社会貢献活動を通して築き上げてきたその人の信頼を可視化して、第三者にも見えるようにしたい。その思いが、佐藤さんが「actcoin」をスタートさせるひとつのきっかけとなりました。

もうひとつのきっかけは、佐藤さん自身はが行ってきた、リタワークスでの委託案件です。リタワークスは、「利他の心を学び、実践する」を基本理念に2008年に創業されました。一般企業だけなく、NPOやNGO専用のホームページ制作・運用サービスを展開。誰でも更新できる運用システムによって、団体の情報発信や広報をサポートします。

「NPOとの仕事が増えたのは、ここ3年くらいのこと。彼らの多くは寄付が足りない、支援者が集まらないといった課題を抱えていました。また、どんなに精力的に活動していても、世間に認知されていない団体も少なくありません。現状を垣間見て、業界と世間に大きな溝を感じていました」

しかし、一般の人がボランティア活動や勉強会、寄付などソーシャルアクションに取り組むのは敷居が高いものです。佐藤さんも、それは充分理解していました。

「いくら社会貢献に興味をもっていても、なかなか一歩踏み出せないのではないでしょうか。一般の人からすれば、どんな団体があるのか、どんな活動をしているのか把握が難しい。だったら、気軽にソーシャルアクションできる仕組みを作ったらいいのではないか。そうすれば、業界の課題解決の一助になるかもしれない」

そこで、立ち上がったのが「actcoin」事業でした。ブロックチェーン技術の調査、実装については、「明治大学暗号通貨・ブロックチェーン研究会」が協力。団体情報を提供する「CANPAN」もこころよく、連携を受け入れました。当時のことを、「CANPAN」の企画責任者を務める山田泰久さんがふりかえります。

山田さん

山田さん

「佐藤さんとは、NPO関連のイベントで何度か一緒になり面識がありました。『actcoin』のお話をうかがった際、団体の信頼性がサービスの重要な要素になるという説明に、強く共感したのを覚えています。
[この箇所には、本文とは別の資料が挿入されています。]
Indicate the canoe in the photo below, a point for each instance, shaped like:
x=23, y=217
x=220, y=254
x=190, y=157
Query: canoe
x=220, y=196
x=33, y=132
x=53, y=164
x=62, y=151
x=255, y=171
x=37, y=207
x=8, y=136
『CANPAN』が取り組むNPOの情報開示・発信、それによる信頼性の向上とも親和性が高いと思いました」

団体情報データベースを活用しているNPOにとってのメリット創出、利便性向上も山田さんには魅力的に映ったそうです。

「積極的に情報開示・発信している団体が、広く支援を得られるいい機会になると思いました。『actcoin』のような画期的なサービスは、最初は理解促進や信頼向上のハードルが高い部分があるかもしれません。しかし、NPOに広く認知されている『CANPAN』が協力すれば、サービスのスタートダッシュにも寄与できるかと」

山田さんにとって、今回の連携は「actcoin」および佐藤さんへのエールでもあるのです。

アプリを通じて「エシカルな消費」も後押し

2018年内のローンチを予定する「actcoin」ですが、その後も多くのアップデートを予定している、と佐藤さんは話します。

「ユーザーに付与されるコインの多寡は、もっと精査しないといけません」

たとえば、「被災地での復興ボランティアに1時間参加」と「世界の貧困問題を学ぶ勉強会に1時間参加」は、どちらもソーシャルアクションとして認められます。しかし、ユーザーに付与されるのは、いずれも1,000コインで問題ないのでしょうか。活動で発生した交通費や労力なども考慮した設定も佐藤さんは検討しています。

また、現状では「もらう」か「貯める」だけの「actcoin」を、いずれは「送る」こともできるようにしたいそうです。

「コインは売ることができないので、どんどん貯まっていきます。ゆくゆくは、かなりのコイン総数を所持するソーシャルアクターも出てくるでしょう。そういった場合もふまえて、コインを団体などに寄付できる仕組みも作っていきたいですね。寄付されたコインは、また別のソーシャルアクターに付与され、サイクルが生まれる。有志で財団を設立して、団体にお金がまわる仕組みも必要になってくるかもしれない」

また、現状、アプリは「プロジェクト」と「寄付」がコンテンツにありますが、「商品購入」も盛り込んでいく予定です。この項目は、アプリを通じて、特定のエシカル商品が購入できるというもの。商品購入時の金額の一部がコインとしてユーザーに還元されます。

そういった商品は、比較的高価になってしまうことも珍しくありません。その理由には、生産者に利益を還元するためであったり、環境負荷が少ない製造工程を踏んでいたりすることなど挙げられます。佐藤さんは、「なぜ高価になるのか考えてもらいたい」と、商品が生まれた背景もしっかり訴求していくのだそうです。

社会課題リテラシーの底上げを狙う

「actcoin」が普及した社会は、どうなっているのでしょう。佐藤さんが思い描く未来像とは?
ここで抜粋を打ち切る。